Je parlais l'autre jour de la dévaluation interne, cette technique
économique très avancée qui consiste à augmenter la compétivité d'un
pays de l'Eurozone (qui ne peut pas pratiquer la dévaluation "externe"
traditionnelle par le biais de sa monnaie) en appauvrissant sa
population. Les gens sont plus pauvres, consomment moins – ce qui
améliore la balance commerciale – et surtout travaillent pour
beaucoup moins, ce qui permet de réduire les prix à l'exportation.
Dans la théorie, ce système doit aussi faire baisser les prix,
rendant le tout moins douloureux pour les gens qui se trouvent
dévalués. Malheureusement, il y a beaucoup de raisons de penser que
les prix ne peuvent pas baisser, ou en tout cas pas autant que les
salaires.
Prenons par exemple le secteur agricole, qui représente d'ailleurs une
grosse part des exportations françaises.
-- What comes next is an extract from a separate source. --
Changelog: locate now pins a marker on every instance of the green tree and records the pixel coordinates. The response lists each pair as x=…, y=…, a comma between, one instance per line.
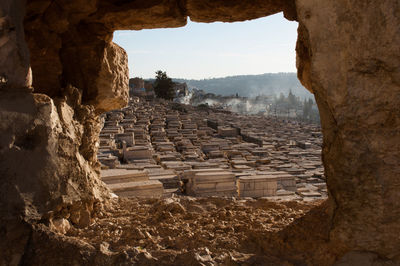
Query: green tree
x=164, y=86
Si les salaires des
consommateurs baissent en France, et que ceux-ci continuent à
manifester leur désir de se nourrir, le marché va-t-il corriger les
prix en fonction de cette nouvelle donne ? On peut penser que l'essor
du discount alimentaire va déjà dans ce sens. Mais cela fait penser
aussi que s'il y avait auparavant un peu de marge de manoeuvre du côté
de la distribution, il y en a beaucoup moins aujourd'hui. On sait que
la grande distribution fait tout ce qu'elle peut pour obliger ses
fournisseurs à accepter de très mauvais prix. Et pour les
agriculteurs eux-mêmes, ils sont, pour beaucoup, coincés entre leurs
coûts, c'est-à-dire le prix du pétrole, et le prix de leurs produits,
souvent fixés sur l'échelle internationale.
La dévaluation interne et la baisse des salaires en France ou même en
Europe ne feront pas baisser le prix du pétrole. Et même si nos
agriculteurs pouvaient produire pour moins cher, ou accepter moins de
marge sur leurs produits en vivant plus frugalement, ils n'auraient
aucun intérêt, quand même, à vendre en dessous du prix
international. Le blé et le maïs ont beau être "made in France",
leur prix ne l'est pas.
L'économie est internationale, mais votre salaire est bien local.